At least one person was killed after being swept into a swollen river in the mountainous, land-locked New England state, which rarely sees tropical storms.
Homes and businesses were flooded after 7 inches of rain from Irene, which had been reduced to a tropical storm by the time it reached Vermont on Sunday. Floodwaters gushed through downtown Brattleboro, an artsy community of 12,000 along the Connecticut River.
At least one of the state's historic covered bridges was washed away as Irene's rains sent rivers spilling over their banks.
Governor Peter Shumlin called the flooding catastrophic and several people had to be rescued. Some 50,000 people are without power, officials said Monday.
Shumlin ordered state offices closed on Monday and urged Vermont residents to stay indoors and off the roads as emergency crews approach the worst hit areas in Rutland and Addison counties in the south and middle of the state. Many businesses in Brattleboro and other cities and towns remained closed on Monday, local media reported.
Weather reporters said the flooding was the worst in Vermont since 1973 and perhaps since 1927.
Hurricane Irene chugged up the eastern seaboard Saturday and Sunday, starting in North Carolina, and appears to have inflicted the greatest damage farther inland with heavy rains in western Massachusetts and Vermont.
Overnight every single road in Vermont -- except interstate highways Routes 89 and 91 -- was closed at one one point due to flooding, Robert Stirewalt, a spokesman for the Vermont Emergency Management Agency said Monday.

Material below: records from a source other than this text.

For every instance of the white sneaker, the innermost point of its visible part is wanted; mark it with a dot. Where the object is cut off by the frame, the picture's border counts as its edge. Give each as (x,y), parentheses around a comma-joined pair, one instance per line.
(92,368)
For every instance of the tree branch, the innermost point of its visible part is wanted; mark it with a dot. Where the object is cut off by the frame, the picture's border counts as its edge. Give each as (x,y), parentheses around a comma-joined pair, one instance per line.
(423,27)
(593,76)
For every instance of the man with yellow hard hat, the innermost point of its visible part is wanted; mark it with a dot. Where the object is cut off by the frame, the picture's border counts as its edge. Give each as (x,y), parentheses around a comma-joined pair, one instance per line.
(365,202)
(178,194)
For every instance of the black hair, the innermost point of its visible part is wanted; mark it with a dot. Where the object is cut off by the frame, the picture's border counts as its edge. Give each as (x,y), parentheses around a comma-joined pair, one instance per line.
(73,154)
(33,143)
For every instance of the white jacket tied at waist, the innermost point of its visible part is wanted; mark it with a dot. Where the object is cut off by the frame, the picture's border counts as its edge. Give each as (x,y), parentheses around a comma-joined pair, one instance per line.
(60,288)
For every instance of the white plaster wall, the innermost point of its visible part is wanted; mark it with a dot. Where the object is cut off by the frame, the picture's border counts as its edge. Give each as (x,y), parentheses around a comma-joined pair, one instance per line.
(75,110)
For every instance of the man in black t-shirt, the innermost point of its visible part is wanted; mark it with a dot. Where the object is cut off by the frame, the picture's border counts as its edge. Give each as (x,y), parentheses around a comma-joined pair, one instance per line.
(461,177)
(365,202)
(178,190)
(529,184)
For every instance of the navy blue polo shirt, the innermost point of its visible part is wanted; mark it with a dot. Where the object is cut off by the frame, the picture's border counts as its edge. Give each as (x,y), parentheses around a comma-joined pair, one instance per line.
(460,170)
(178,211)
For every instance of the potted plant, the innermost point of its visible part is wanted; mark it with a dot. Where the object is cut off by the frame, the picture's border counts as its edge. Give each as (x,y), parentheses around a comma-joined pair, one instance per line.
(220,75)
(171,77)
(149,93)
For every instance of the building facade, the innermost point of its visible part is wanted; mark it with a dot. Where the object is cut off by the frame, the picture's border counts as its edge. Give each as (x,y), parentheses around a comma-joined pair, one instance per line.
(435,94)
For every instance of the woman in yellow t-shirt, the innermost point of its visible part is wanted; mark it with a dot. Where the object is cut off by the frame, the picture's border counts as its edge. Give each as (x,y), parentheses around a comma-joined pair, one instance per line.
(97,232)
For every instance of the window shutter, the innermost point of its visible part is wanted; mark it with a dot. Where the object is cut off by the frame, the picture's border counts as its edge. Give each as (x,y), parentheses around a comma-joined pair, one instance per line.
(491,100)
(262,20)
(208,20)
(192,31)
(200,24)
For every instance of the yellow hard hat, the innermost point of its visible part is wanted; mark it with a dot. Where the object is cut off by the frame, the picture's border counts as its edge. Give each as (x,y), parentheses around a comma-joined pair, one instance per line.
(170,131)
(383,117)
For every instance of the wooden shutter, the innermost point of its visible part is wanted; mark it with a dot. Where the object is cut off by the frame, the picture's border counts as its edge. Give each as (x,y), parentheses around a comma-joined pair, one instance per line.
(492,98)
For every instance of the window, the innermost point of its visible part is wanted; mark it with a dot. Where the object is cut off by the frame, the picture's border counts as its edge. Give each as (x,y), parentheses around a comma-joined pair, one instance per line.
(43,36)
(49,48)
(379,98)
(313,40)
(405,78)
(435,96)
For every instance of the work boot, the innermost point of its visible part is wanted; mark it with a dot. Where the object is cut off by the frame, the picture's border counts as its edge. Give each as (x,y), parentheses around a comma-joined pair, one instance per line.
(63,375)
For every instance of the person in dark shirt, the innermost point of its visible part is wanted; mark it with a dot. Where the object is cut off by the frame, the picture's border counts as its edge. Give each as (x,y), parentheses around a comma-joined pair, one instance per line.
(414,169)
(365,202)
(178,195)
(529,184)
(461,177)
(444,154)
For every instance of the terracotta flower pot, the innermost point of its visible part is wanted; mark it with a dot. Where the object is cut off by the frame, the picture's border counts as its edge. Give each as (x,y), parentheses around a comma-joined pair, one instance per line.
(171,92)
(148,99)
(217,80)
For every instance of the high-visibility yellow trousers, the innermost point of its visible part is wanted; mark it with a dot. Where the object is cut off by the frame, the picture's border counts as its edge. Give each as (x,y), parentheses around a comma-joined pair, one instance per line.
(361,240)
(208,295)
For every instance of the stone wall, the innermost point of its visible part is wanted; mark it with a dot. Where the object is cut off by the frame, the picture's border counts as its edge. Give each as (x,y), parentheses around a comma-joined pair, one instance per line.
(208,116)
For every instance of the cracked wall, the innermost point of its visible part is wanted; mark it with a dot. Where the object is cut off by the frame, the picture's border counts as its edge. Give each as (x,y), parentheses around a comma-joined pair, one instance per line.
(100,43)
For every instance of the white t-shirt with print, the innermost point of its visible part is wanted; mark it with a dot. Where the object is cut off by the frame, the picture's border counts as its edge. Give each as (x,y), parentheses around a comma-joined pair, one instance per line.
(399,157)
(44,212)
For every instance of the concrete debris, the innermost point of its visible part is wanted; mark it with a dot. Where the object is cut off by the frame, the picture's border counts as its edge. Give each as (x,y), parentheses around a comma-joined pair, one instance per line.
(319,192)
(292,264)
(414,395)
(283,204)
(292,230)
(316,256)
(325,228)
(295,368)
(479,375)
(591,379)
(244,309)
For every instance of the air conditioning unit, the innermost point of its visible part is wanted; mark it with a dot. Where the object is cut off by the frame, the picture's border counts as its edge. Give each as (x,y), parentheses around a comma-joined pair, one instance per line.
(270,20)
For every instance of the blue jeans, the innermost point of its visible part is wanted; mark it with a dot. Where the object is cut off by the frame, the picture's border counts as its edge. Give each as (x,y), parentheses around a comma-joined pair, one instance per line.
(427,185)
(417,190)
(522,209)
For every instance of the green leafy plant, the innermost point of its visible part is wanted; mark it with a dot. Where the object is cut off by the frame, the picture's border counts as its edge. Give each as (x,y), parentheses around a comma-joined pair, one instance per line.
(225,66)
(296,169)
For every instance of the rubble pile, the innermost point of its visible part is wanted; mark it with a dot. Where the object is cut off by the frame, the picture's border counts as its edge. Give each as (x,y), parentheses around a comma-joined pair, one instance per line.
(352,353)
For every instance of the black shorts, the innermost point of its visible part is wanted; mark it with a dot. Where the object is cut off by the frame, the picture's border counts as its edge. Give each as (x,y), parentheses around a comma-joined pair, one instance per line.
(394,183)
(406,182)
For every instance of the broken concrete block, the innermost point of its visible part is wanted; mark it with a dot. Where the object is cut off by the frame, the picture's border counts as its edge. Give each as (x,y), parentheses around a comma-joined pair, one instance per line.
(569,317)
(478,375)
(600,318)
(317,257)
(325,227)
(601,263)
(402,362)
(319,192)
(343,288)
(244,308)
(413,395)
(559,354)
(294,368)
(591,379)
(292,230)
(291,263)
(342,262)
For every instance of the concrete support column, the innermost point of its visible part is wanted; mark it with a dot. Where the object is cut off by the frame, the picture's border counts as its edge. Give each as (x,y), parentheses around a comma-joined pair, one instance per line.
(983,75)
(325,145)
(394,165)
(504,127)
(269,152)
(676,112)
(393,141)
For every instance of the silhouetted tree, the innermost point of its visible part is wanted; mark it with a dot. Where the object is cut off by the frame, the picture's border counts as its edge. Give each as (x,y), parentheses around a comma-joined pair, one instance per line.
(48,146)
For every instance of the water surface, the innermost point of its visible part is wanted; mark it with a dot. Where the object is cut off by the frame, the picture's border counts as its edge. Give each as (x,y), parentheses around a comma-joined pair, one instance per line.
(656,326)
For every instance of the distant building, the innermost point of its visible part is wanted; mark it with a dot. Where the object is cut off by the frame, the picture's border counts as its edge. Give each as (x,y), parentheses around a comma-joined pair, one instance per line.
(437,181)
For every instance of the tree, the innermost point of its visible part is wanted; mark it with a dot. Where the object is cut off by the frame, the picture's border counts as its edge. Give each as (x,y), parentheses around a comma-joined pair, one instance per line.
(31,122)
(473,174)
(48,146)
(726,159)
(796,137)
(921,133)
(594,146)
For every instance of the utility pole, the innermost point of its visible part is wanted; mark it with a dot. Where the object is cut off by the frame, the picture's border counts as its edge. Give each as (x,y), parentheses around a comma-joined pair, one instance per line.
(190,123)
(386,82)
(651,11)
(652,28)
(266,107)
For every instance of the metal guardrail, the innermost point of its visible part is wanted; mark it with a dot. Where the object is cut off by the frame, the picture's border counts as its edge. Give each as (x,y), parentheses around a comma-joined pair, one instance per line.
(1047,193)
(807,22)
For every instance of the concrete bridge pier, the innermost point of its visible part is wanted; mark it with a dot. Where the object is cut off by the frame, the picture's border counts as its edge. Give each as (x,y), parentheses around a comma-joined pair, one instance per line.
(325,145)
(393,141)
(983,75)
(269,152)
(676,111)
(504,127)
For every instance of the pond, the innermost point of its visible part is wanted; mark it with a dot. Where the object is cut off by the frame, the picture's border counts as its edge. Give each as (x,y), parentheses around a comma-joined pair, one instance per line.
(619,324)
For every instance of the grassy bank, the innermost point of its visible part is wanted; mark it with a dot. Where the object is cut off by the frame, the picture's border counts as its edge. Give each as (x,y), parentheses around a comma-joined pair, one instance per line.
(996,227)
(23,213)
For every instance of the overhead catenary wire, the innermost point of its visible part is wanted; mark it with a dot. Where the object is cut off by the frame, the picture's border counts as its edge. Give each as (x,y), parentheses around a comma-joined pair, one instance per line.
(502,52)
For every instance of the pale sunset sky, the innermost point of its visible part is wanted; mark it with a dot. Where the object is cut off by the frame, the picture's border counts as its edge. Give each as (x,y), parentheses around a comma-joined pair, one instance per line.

``Things are bad throughout the state and we are just starting the recovery process in the light of day,'' he said. ''It is too early to say what the damage will be as we assess it and we hope it won't be more extensive than last night indicated.''
On Sunday and overnight nine Red Cross shelters and 27 community shelters opened their doors to aid the state's roughly 625,000 citizens, officials said.
Known for its many rivers and creeks, Vermont had swift water rescue teams ready to move and every single emergency worker in the small state was called up to help, officials said.
But even some of the helpers encountered terrifying conditions and had to turn back on some occasions, officials said. The state Emergency Management Office in Waterbury was forced out to evacuate its building overnight and move in with a the Federal Emergency Management Agency in a nearby building.